Agriculture is facing many challenges both in terms of productivity and revenue and in terms of environmental and health impacts. Agriculture must thus face a demand for increasing production regarding quantity, quality, accessibility and availability to secure food production and improve product quality to cope the needs of the world’s growing population (Meynard et al. 2012; Hertel 2015; McKenzie and Williams 2015). The FAO (Food and Agriculture Organization of the United Nations) estimates that global agricultural production must increase by nearly 60% from 2005/2007 to 2050 to meet the food demand of the estimated 9 billion people by 2050 while ensuring fair incomes for farmers (FAO 2012). Increasing agricultural productivity is all the more important to face the increasing competition for land, water and investment between urban, agricultural and industrial sectors (FAO 2011).
However, increasing agricultural productivity must be made within a framework of environmental and health constraints. First it should consider limiting the impact on the environment, by reducing the impacts on water and aquatic environments (nitrate, pesticide, drug residue pollutions through leaching and runoff), on air (nitrous oxide, methane, ammonia and other greenhouse gas) and finally on soil (soil structural discontinuity, compacted areas, risk of leaching and erosion, decline in soil biodiversity). It should also consider limiting habitat modification to encourage and maintain biodiversity. Second, agricultural productivity should take into account the scarcity of resources mobilized by agricultural production such as water resources, phosphorus and fossil energy (particularly for the production of nitrogen fertilization) (FAO 2011; Brown et al. 2015).
These agricultural challenges also have to be considered within the known context of climate change.

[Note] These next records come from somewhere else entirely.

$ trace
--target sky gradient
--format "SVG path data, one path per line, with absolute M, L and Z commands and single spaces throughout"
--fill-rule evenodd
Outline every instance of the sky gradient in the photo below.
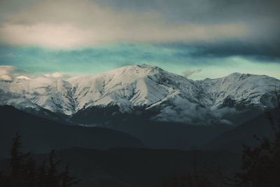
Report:
M 69 77 L 146 63 L 195 80 L 234 72 L 280 78 L 279 6 L 271 0 L 2 0 L 0 76 Z

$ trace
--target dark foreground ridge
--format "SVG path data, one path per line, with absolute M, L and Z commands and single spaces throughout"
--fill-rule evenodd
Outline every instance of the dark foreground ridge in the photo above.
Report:
M 13 106 L 0 106 L 0 158 L 9 155 L 11 139 L 18 132 L 23 152 L 48 153 L 50 150 L 82 146 L 92 148 L 144 147 L 134 137 L 102 127 L 88 127 L 39 118 Z

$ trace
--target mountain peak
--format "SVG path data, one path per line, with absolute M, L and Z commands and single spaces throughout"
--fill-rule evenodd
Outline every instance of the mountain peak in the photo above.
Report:
M 131 111 L 134 106 L 161 110 L 184 102 L 205 107 L 230 104 L 227 106 L 273 108 L 274 85 L 278 85 L 280 81 L 276 78 L 239 73 L 194 81 L 143 64 L 66 81 L 0 81 L 0 104 L 43 108 L 69 116 L 93 106 L 117 105 L 120 111 Z M 183 102 L 174 102 L 178 100 Z

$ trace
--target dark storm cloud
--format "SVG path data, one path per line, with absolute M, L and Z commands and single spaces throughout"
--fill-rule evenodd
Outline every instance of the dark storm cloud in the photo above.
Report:
M 200 24 L 244 23 L 249 28 L 246 36 L 216 39 L 209 43 L 192 42 L 170 44 L 196 48 L 192 56 L 227 57 L 241 55 L 260 60 L 278 60 L 280 57 L 280 1 L 276 0 L 102 0 L 101 4 L 120 9 L 138 11 L 153 10 L 167 20 Z M 183 57 L 186 53 L 178 54 Z
M 220 43 L 172 43 L 167 47 L 180 49 L 174 54 L 177 57 L 227 57 L 242 56 L 256 60 L 277 62 L 280 59 L 280 42 L 276 43 L 250 43 L 241 41 Z
M 279 6 L 275 0 L 2 0 L 0 42 L 61 48 L 150 43 L 173 45 L 182 58 L 278 60 Z

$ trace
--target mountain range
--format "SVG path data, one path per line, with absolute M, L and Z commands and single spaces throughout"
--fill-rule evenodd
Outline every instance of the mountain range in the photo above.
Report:
M 0 105 L 64 118 L 97 107 L 113 108 L 111 114 L 153 111 L 149 118 L 158 121 L 201 125 L 216 119 L 232 124 L 227 117 L 240 110 L 263 111 L 277 106 L 279 88 L 279 80 L 265 75 L 234 73 L 192 81 L 142 64 L 66 80 L 1 80 Z

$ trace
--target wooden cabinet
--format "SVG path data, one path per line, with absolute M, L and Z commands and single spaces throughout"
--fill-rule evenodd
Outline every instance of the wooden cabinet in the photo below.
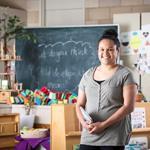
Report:
M 51 106 L 51 149 L 73 150 L 80 143 L 79 121 L 74 104 Z
M 19 114 L 0 114 L 0 149 L 13 149 L 19 134 Z

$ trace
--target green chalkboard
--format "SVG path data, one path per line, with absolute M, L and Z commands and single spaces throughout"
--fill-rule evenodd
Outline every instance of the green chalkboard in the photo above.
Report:
M 47 86 L 58 91 L 77 92 L 83 73 L 98 65 L 97 42 L 106 29 L 118 25 L 50 27 L 27 29 L 37 43 L 17 40 L 16 79 L 26 89 Z

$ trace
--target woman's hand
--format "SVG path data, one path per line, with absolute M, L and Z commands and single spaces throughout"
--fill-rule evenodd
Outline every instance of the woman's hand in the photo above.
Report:
M 105 129 L 104 122 L 95 122 L 88 125 L 90 134 L 98 134 Z

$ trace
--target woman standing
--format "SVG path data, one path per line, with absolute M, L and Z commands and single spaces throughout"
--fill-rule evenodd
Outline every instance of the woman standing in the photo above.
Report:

Under climate change conditions, warmer temperatures, changes of rainfall patterns and increased frequency of extreme weather are expected to occur. The global mean temperature expected by the end of this century could be 1.8° to 4.0°C warmer than at the end of the previous century within an uneven pattern across the globe. Climate change could lead to extreme climatic events, such as increased intensity and frequency of hot and cold days, storms, cyclones, droughts and flooding (Anwar et al. 2013). Climate change alters weather conditions and thus has direct, biophysical effects on agricultural production and would negatively affects crop yields and livestock (Nelson et al. 2014). Sea-level rises will increase the risk of flooding of agricultural land in coastal regions. Changes in rainfall patterns may support the growth of weeds, pests and diseases (Lapeyre de Bellaire and al. 2016).

Designing farming systems

Facing the aforementioned challenges, conventional farming systems have their limitations and a particular attention is made on the dynamics of innovations likely to consider and resolve the former issues (Novak 2008). In a broad sense, innovation is seen as the action of « transforming a discovery on a technique, a product or a conception of social relationship into new practices » (Alter 2000).
In agronomy, innovation is generally defined as a process which promotes the introduction of new changes and leading to its spread and its recognition through applications cases (INRA Sens 2008; Klerkx et al. 2010). Innovation requires a design process based on scientific and / or empirical knowledge. The design process is conducted by agricultural and development research institutes in close collaboration with farmers to address their needs, their constraints and their knowledge on agricultural production systems (Le Gal et al. 2011).
Two ways of designing systems are distinguished: i) the rule-based design aims at gradually improving existing technologies and systems, based on predefined objectives and standardized evaluation processes (Meynard et al. 2012); ii) the innovative design is built to meet completely new expectations initially undetermined but getting more and more specific as the exploration process takes shape (Meynard et al. 2012; Lefèvre et al. 2014). In an uncertain and changing environment, traditional rule-based analytical frameworks are challenged. The adaptable design approaches that take into account varying objectives, skills and modes of validation and do not need to be specified in advance may be preferable (Meynard et al. 2012).
Different tools and methods have already been developed to address the issue of farming system designs. Loyce and Wery (2006) classified them into three groups: (i) diagnosis (e.g. Doré et al. 1997) allows to understand and evaluate agricultural systems from field measurements and surveys, (ii) prototyping (e.g. Vereijken 1997) consists in designing a limited number of systems based on expert-knowledge, in testing and evaluating them, and in adapting the prototypes; (iii) model and simulation based approaches (e.g. Romera et al. 2004) where the model allows to design a simplified representation of a real system and the simulation allows to change the state of the system in order to understand and evaluate its behavior.
Given the complexity of the agricultural production systems, simulation modeling is a commonly used tool for the design and the evaluation of innovative agricultural production systems (Bergez et al. 2010). Indeed, systemic modeling and dynamic simulations appear to be powerful tools to represent the dynamic interactions between biological and technical processes at different time and space scales and to assess and quantify the performances of a variety of alternative systems for a diversity of production contexts (Bergez et al. 2013).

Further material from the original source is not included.